Most likely cuts to these programs were included in a multi-thousand page
budget bill. The Republicans elected to Congress had a choice between two
budget bills, one of which spent $30 billion less. Following the will of the
voters who granted them a historic electoral sweep in November, they chose to
pass the smaller one. The decision to cut these particular programs was made
by one of the hundreds of lobbyists, aides, and government agency employees
that had a hand in writing the bill.

The congress people who voted for the cuts did not go down the list of federal
programs making cost/benefit analyses to decide which programs to cut. Rather,
they were presented a large package and asked to make a yes or no decision.
Politics is not as rational as the rest of the entries in this discussion
imply.

These information programs are tiny for now (though federal programs have a
way of metastasizing) and they probably provide more benefit than cost. It is
a bad policy decision to cut them, but if the alternative is making no cuts to
the budget then the whole package may be worth it.

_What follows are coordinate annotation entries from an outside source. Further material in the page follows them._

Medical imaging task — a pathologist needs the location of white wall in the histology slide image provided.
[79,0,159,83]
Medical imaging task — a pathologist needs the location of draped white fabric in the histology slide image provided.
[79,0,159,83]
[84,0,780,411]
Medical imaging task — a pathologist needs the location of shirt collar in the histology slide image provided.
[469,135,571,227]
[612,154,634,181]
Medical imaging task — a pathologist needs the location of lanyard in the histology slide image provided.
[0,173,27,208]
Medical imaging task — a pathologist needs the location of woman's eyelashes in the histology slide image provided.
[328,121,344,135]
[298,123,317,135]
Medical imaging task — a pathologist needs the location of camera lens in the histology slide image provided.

I agree that $30 billion of cuts does next to nothing to shrink the deficit.
Sadly, there is little momentum behind my man Rand Paul’s proposal to cut $500
billion, or Paul Ryan’s roadmap to reduce future Social Security and Medicare
deficits. The Republican leadership is playing budget theatre, passing tiny
cuts that make them look good without touching the politically sensitive
programs that really need shrinking. On the other hand the Democrats are
playing budget denial, fighting to keep and expand every line item on the
budget. Neither approach is very appealing to me. We need a plausible path to
avoid national bankruptcy without raising taxes to uncompetitive levels.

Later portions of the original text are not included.